In the ICCV (International Conference on Computer Vision) 2021 paper awards announced last month, a team from Microsoft Asia Research was honoured with the coveted ICCV 2021 Marr Award for best paper for their submission Swin Transformer: Hierarchical Vision Transformer Using Shifted Windows. The authors include Ze Liu from the University of Science and Technology of China, Yutong Lin from Xi’an Jiaotong University, and Yue Cao and Han Hu from Microsoft. In the paper, which was selected from over 1,600 submissions, the researchers proposed Swin Transformer, a new vision transformer (ViT) that can be used as a generic backbone in computer vision.
Compared with previous ViT models, Swin Transformer introduced two improvements: adding the hierarchical construction method commonly used in CNNs to build a hierarchical transformer, and incorporating the concept of locality to compute self-attentiveness in the window region without overlap. Soon after the Swin Transformer paper was released, Microsoft open-sourced the code and pretrained models, which cover image classification, target detection and semantic segmentation tasks.
This week, the same research team introduced Swin Transformer V2, an upgraded version that can scale up to three billion parameters, is capable of training with images of up to 1,536×1,536 resolution, and advances the SOTA on four vision task benchmarks.

Scaling up language models has proven incredibly successful in improving performance on natural language processing (NLP) tasks, but similar scaling up of vision models had remained relatively underexplored. The new paper aims to leverage scaling power for computer vision tasks, and the researchers identify two key issues associated with this challenge: 1) Experiments with large vision models reveal an instability issue in training; and 2) The discrepancy of activation amplitudes across layers becomes significantly greater in large models.

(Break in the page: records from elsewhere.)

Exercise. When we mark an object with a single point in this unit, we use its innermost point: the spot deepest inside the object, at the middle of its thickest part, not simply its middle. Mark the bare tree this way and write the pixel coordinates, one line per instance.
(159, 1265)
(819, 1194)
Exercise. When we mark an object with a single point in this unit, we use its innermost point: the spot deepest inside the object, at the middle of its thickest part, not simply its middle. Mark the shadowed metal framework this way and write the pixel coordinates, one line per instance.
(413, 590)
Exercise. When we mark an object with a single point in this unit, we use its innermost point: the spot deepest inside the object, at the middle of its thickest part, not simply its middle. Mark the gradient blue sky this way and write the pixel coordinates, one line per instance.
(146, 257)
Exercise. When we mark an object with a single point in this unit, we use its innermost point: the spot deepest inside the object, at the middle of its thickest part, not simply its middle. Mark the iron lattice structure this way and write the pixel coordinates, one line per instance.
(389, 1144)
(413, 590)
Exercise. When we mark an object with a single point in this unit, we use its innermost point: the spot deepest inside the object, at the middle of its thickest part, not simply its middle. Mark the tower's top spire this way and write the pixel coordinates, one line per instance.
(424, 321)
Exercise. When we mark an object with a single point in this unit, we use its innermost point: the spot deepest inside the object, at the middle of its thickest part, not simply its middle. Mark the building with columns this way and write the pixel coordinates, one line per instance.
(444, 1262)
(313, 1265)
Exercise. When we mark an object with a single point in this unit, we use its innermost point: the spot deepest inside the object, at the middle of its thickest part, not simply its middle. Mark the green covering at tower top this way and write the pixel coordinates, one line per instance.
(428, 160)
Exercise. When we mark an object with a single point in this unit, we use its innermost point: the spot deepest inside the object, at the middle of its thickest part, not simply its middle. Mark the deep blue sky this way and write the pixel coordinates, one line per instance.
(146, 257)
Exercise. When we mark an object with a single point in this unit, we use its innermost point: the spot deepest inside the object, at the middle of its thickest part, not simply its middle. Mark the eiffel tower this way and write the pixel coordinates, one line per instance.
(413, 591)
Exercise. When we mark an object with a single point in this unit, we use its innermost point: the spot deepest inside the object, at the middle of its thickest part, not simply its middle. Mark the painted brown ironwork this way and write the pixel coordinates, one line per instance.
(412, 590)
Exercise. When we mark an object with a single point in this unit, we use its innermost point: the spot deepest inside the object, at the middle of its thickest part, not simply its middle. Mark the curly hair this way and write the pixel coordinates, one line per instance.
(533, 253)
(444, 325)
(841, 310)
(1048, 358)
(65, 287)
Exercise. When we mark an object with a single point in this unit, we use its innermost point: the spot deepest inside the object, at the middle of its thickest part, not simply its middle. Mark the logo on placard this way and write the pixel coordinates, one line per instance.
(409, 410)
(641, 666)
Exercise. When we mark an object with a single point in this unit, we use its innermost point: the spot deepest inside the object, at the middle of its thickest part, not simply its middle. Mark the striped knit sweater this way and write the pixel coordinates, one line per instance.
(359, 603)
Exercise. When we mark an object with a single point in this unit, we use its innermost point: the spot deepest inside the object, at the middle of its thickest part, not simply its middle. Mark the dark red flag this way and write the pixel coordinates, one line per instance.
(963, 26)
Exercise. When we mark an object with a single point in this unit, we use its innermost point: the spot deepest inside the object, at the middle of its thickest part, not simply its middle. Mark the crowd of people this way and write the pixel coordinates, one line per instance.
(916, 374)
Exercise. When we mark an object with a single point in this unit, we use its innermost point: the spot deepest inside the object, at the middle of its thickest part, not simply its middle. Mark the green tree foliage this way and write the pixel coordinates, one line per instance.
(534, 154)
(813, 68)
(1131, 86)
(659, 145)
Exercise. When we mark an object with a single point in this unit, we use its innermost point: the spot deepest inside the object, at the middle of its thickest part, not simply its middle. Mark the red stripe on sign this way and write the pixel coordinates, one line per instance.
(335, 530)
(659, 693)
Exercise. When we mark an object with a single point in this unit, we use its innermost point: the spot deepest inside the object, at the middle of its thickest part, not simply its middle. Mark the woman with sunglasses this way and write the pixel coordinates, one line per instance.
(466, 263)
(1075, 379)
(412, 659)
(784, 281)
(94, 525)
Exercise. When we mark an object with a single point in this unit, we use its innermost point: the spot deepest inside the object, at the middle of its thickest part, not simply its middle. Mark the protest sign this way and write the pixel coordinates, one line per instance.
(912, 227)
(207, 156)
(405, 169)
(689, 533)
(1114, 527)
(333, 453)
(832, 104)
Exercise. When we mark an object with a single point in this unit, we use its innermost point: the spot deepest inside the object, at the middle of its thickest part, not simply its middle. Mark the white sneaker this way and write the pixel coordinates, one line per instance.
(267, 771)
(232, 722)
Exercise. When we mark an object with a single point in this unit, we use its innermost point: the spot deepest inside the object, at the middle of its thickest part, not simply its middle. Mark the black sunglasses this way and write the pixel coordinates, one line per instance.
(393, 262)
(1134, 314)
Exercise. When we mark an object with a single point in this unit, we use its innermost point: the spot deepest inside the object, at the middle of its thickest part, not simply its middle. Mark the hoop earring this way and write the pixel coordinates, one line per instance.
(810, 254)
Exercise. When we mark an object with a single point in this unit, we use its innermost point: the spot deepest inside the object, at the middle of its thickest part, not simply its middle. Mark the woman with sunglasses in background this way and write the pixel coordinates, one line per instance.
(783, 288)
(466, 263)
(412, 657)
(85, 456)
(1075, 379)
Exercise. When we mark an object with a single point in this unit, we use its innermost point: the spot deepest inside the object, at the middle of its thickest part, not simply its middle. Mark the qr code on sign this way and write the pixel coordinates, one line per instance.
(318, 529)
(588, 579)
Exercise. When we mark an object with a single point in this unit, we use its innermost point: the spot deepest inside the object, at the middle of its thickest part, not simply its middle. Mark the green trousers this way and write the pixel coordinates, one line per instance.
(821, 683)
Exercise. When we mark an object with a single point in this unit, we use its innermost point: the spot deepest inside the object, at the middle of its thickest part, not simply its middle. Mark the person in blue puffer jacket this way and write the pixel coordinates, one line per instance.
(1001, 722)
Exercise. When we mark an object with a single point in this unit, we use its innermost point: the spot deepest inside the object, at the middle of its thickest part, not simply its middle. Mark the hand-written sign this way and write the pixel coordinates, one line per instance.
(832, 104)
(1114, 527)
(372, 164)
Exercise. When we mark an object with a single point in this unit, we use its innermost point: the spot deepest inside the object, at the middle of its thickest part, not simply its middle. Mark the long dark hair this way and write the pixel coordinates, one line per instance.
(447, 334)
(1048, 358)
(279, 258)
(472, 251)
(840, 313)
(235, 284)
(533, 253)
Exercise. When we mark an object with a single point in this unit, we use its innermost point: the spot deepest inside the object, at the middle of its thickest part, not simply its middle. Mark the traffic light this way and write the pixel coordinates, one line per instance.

To address these issues, the team proposed post-norm, a novel normalization configuration designed to move the LN layer from the beginning of each residual unit to the backend, producing much milder activation values across the network layers. They also introduced scaled cosine attention to make the computation irrelevant to amplitudes of block inputs, such that attention values are less likely to fall into extremes.
Many downstream vision tasks require high-resolution input images or large attention windows, and window size variations between low-resolution pretraining and high-resolution fine-tuning can be quite large. The team thus proposed Log-CPB, a log-spaced continuous position bias, to generate biases for arbitrary coordinate ranges by using a small meta network. This innovation enables a pretrained model to freely transfer across window sizes by sharing weights of the meta network.
The scaling up of model capacity and resolution can also result in prohibitively high GPU memory consumption. To resolve this issue, the team incorporated techniques such as a zero optimizer, activation check-pointing, and a novel implementation of sequential self-attention computation. Collectively, these enable the GPU memory consumption to be significantly reduced with only a marginal effect on training speed.
Leveraging the abovementioned techniques, the team successfully trained a three-billion-parameter Swin Transformer model and effectively transferred it to various vision tasks with image resolutions as large as 1,536×1,536.
To evaluate the performance of their Swin Transformer V2, the researchers conducted experiments on ImageNet-1K image classification, COCO object detection, ADE20K semantic segmentation and Kinetics400 video action recognition.


The proposed Swin Transformer set new records on four representative vision benchmarks: 84.0 percent top-1 accuracy on ImageNet-V2 image classification, 63.1/54.4 box/mask mAP on COCO object detection, 59.9 mIoU on ADE20K semantic segmentation, and 86.8 percent top-1 accuracy on Kinetics-400 video action classification.
The team hopes their work will encourage additional research in this direction, and that it will eventually be possible to close the capacity between vision and language models and facilitate joint modelling of the two domains.
The associated code will be available on the project’s GitHub. The paper Swin Transformer V2: Scaling Up Capacity and Resolution is on arXiv.